Misconduct concerns arose in four different training placements undertaken by Dr Sawati while she was training over a period of four years. It was found that she left her post without permission to lie down when she was feeling ill at Fairfield Hospital in Bury, Lancs, in March 2017.
Colleagues raised the alarm when they couldn't find her as her patients needed follow-ups, and they eventually found her in the changing room. She had falsely claimed a colleague agreed to swap shifts with her to take time off.
At Alexandra Practice in Manchester, Lancashire, in January 2014, it was heard she failed to discuss symptoms with a patient who later died, and then amended medical records to claim she did discuss them. And while working at Manchester Royal Infirmary in January 2015 she was found lying on a bed with lights off after asking to leave a main theatre block.
At the High Court, Justice Rowena Collins Rice ruled the tribunal that struck Dr Sawati off had unfairly used her "rejected defences to the allegations of dishonesty as grounds for aggravating sanction". She ruled this impeded her right to defend herself in the tribunal.

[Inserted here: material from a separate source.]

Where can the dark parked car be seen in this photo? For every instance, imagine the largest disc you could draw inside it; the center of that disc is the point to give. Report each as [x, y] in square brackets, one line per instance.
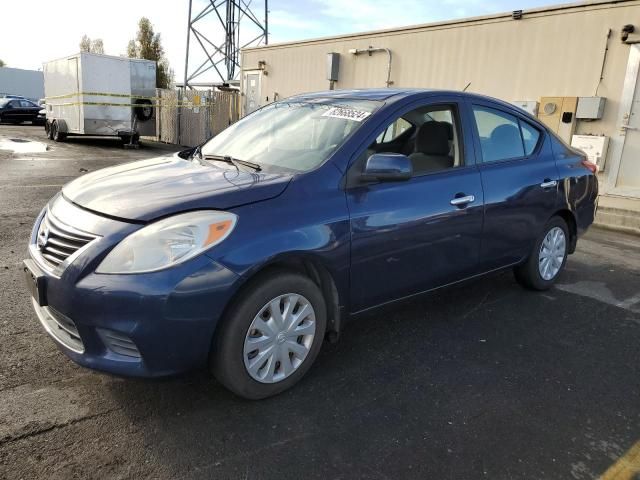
[16, 111]
[245, 253]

In her ruling, she said: "The challenge to the decision to erase Dr Sawati from the register raises an issue which has regularly engaged the appellate courts in recent years; how a professional can have a fair chance before a Tribunal to resist allegations, particularly of dishonesty, without finding the resistance itself unfairly counting against them if they are unsuccessful.
"Where a doctor unsuccessfully defends a dishonesty allegation, they are at risk of being found for that reason not to have told the Tribunal 'the truth' (about being dishonest) and therefore to be compounding the dishonesty - a predicament labelled before now as 'Kafkaesque'.
"The tribunal seems to have relied disproportionately and without analysis on her rejected defences to infer both failure of insight and tertiary dishonesty ('not telling the truth in the hearing'). These are in my view serious failures... I am not satisfied that Dr Sawati was treated fairly in this respect."
Justice Collins Rice quashed the tribunal's sanction of a striking off order. At the latest tribunal, Dr Sawati was suspended for six months.